Click here for a slideshow of today’s day hike

Posted in day hike, photos, travel | 4 Comments

The Shrinking Portable Computer

November 19, 2010

My new MacBook Air

As noted in the summary of my personal computers, I bought my first laptop computer back in 1997.  I’ve bought three laptops since then, including a new MacBook Air which arrived yesterday.  I brought them together for a side-by-side comparison.
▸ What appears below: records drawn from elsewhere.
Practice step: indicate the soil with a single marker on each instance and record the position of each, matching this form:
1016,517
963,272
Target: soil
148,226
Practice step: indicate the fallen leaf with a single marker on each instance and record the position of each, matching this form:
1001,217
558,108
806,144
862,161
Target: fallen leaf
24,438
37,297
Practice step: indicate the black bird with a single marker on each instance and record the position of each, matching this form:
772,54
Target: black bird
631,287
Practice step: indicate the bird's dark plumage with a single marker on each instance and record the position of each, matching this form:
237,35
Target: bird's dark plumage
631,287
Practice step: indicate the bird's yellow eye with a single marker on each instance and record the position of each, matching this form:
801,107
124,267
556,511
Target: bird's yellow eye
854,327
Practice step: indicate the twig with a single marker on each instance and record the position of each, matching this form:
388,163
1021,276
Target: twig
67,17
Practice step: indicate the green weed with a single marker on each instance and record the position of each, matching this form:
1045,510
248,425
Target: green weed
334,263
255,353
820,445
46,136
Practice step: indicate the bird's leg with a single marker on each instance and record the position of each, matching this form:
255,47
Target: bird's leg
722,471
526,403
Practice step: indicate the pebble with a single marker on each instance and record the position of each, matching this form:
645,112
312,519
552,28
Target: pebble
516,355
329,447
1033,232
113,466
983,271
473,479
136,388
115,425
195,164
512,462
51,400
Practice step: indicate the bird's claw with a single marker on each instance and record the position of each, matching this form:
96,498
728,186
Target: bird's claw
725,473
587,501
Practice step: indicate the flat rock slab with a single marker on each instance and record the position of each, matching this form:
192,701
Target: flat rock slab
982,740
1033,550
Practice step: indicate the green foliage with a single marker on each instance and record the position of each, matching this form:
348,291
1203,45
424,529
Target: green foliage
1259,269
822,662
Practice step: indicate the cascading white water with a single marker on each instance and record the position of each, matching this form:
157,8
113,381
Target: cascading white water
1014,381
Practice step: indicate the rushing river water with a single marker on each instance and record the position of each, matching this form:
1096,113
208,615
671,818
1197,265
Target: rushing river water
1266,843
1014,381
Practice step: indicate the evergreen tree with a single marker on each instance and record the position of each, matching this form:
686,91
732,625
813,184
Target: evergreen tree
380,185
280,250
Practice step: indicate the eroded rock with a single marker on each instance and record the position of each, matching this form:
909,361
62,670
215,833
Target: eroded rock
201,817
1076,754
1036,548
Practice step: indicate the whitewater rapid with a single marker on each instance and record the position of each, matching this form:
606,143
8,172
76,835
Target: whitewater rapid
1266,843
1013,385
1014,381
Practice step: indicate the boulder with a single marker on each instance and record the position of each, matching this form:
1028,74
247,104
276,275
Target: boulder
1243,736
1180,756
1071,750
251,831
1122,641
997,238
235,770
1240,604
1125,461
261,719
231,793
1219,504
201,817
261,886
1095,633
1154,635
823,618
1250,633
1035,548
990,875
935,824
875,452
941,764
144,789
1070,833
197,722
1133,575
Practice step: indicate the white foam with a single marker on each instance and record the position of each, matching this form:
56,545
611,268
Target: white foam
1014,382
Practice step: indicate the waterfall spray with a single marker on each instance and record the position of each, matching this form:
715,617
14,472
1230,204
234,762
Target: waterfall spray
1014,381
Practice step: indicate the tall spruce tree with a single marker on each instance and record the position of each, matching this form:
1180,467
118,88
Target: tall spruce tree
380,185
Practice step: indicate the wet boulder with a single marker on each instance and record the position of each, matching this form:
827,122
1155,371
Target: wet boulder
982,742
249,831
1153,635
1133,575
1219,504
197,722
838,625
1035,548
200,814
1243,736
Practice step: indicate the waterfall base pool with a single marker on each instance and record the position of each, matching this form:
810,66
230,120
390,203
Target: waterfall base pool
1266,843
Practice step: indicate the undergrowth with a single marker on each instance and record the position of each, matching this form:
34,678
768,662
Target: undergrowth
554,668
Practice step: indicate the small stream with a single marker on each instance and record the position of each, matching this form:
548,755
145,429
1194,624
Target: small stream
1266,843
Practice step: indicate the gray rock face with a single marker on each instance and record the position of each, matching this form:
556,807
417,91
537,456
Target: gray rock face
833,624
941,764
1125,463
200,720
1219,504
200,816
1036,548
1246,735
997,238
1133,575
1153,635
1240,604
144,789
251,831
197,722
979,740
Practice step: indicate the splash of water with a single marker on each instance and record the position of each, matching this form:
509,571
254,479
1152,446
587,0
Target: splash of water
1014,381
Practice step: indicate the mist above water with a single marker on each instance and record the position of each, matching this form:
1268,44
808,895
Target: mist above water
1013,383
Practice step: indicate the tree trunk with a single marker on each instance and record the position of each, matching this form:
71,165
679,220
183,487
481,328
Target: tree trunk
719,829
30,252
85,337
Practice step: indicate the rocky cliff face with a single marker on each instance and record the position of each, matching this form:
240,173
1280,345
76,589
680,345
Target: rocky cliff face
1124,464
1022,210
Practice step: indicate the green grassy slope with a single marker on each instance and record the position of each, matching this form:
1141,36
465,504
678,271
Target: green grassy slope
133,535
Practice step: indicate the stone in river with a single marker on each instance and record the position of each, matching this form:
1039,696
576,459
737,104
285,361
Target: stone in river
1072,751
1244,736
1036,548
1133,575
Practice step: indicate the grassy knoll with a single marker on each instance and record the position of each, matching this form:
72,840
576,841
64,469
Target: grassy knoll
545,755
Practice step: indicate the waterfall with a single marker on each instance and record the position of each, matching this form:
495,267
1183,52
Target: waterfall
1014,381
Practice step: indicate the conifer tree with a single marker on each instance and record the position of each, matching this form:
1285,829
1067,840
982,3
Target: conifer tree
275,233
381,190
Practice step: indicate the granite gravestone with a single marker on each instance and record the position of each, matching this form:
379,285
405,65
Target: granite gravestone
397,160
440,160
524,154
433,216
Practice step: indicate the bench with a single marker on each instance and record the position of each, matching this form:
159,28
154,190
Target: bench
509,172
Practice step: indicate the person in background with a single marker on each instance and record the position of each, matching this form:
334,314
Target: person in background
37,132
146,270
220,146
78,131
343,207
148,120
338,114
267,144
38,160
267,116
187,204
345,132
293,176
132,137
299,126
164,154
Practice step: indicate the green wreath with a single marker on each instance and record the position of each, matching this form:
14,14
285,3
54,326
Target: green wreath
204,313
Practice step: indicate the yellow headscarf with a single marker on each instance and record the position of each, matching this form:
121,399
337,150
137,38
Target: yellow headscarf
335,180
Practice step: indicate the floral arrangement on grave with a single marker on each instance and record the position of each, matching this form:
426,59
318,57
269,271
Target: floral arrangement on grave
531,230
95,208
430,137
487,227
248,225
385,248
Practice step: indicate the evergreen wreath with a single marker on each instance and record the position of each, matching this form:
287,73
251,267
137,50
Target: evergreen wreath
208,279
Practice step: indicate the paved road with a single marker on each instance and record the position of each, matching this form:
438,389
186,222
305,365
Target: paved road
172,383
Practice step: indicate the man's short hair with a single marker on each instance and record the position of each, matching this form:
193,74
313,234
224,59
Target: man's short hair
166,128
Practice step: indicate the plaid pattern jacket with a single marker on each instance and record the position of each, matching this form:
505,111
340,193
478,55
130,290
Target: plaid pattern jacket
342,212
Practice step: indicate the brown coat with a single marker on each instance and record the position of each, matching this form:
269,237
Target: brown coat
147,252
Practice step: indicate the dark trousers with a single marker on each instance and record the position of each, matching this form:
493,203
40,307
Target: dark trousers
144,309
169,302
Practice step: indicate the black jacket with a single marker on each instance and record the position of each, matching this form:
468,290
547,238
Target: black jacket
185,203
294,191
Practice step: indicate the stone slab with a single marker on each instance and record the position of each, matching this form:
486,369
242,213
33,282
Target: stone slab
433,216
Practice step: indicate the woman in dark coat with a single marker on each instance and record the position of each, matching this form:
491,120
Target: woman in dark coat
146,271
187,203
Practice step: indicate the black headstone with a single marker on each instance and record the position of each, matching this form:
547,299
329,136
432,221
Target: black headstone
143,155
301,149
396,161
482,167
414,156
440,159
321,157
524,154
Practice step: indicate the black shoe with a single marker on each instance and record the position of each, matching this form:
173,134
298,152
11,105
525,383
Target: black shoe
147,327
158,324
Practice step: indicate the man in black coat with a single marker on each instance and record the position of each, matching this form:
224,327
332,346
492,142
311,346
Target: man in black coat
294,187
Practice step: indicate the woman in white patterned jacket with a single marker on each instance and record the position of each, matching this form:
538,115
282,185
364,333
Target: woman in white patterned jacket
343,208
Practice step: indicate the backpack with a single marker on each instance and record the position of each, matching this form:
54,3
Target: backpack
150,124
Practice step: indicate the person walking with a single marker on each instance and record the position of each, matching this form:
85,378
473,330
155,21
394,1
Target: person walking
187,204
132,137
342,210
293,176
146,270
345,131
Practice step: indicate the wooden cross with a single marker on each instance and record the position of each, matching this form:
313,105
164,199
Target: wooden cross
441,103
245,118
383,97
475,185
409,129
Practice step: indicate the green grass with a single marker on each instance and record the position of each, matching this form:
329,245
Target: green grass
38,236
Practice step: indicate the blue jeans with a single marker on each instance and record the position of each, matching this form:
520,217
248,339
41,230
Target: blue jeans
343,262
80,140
The Averatec had a full-size keyboard and sluggish trackpad, the Asus had a slightly-reduced keyboard and small but responsive trackpad, while the MacBook Air has a full-size keyboard and big glass trackpad which is very responsive and supports multi-touch gestures.  But I miss the dedicated right-click buttons of Windows machines and am not at all used to the current application’s menu bar being at the top of the screen instead of the top of its own window.

I accessorized the MacBook Air with an external SuperDrive DVD +/- burner and VGA-to-Display Port adapter.  A carrying bag is on order from WaterField Designs as well as a Full Install DVD for Windows 7 Home Premium so I can run my Windows applications on it along with native OS X apps.

2005Averatec 3270 EE-1(PADD) 2008Asus Eee PC 1000H (PADDe) 2010MacBook Air 11” (Droxine)
Native Operating
System
Windows XP Home,
Service Pack 3
Windows XP Home, upgraded to Windows 7 Home Premium Mac OS 10.6.5 (Snow Leopard)
Microprocessor 1.6 GHzMobile Athlon Sempron 2800+ 1.6 GHzIntel Atom n270 1.6 GHzIntel Core 2 Duo
Random-Access Memory 480 MB 2 GB 4 GB
Disks 60 GB hard drive,
DVD +/- burner
160 GB hard drive 128 GB flash drive, separate DVD +/- burner
Weight Without Accessories 4.5 pounds 3.2 pounds 2.3 pounds
Screen 12.1 inch,  1024×768 10.2 inch,  1024×600 11.6 inch,  1366×768
Battery Life about 1.5 hours 3-4 hours about 5 hours
Connectivity 3 USB, PCMCIA II, SD card, microphone, headphone, ethernet, modem, VGA, 802.11 b/g (built-in speakers) 3 USB, SD card, microphone, headphone, ethernet, VGA, 802.11 b/g/n (built-in speakers and 1.3 megapixel camera) 2 USB, headphone, Mini DisplayPort, 802.11 b/g/n, Bluetooth 2.1+EDR (built-in microphone, speakers, and camera)
My Cost Without Accessories / Today’s Resale Value at gazelle.com $890 / none $464 / $85 $1350 / $700

It is interesting how the microprocessor speed has maxed out, making additional computing cores, on-board cache memory, and better disk speed vital to improved performance.  Over time the weight has dropped significantly and the screen and battery life have improved, but my new Mac’s improved specs carry a hefty price premium.

My three laptop computers

Below is what they look like when closed alongside their power adapters.  The silver Averatec’s at the bottom extends 12 feet while the black Asus’ extends 11 feet.  I like how the MacBook Air’s power adapter has a retractable two-prong plug that goes directly to the wall for a reach of 6 feet, or you can swap that two-prong plug for a three-prong extension cord for a total reach of 12 feet.  The other adapters have detachable cords, but no direct plug-in option.

My laptop computers

Below you see how thick they are, and why I find the slimness of the new MacBook Air quite stunning.

Thickness of my laptop computers

As for approximate boot times, below is how they stack up with their existing operating systems.  Soon I’ll update this with times for the Mac when booting into Windows 7 Home Premium.

2005Averatec 3270 EE-1(PADD) 2008Asus Eee PC 1000H (PADDe) 2010MacBook Air 11” (Droxine)
Time from boot to login screen 80 s 46 s 13 s
Time from boot to  responsive desktop screen 102 s 65 s 17 s
Time to boot from hibernation to responsive desktop screen 58 s 26 s 1.5 s

The solid state flash drive in the MacBook Air really makes it boot up quickly, while the sluggish hard drive in the old Averatec is a huge performance bottleneck at all times.

I’ve never owned an Apple Macintosh computer before, so I’ll have more to report on the MacBook Air as I learn more about its operating system, experiment with native software, and get Windows 7 on it via Boot Camp and/or a virtual machine.

Here’s a shot of my current portable devices side-by-side: the Apple iPhone 4, Amazon Kindle 3, Apple iPad, and Apple MacBook Air.

My portable technology devices

For my parting shot I set the iPad and iPhone atop the MacBook Air to show how that laptop is the same width as the iPad and the same length as the iPad alongside the iPhone 4.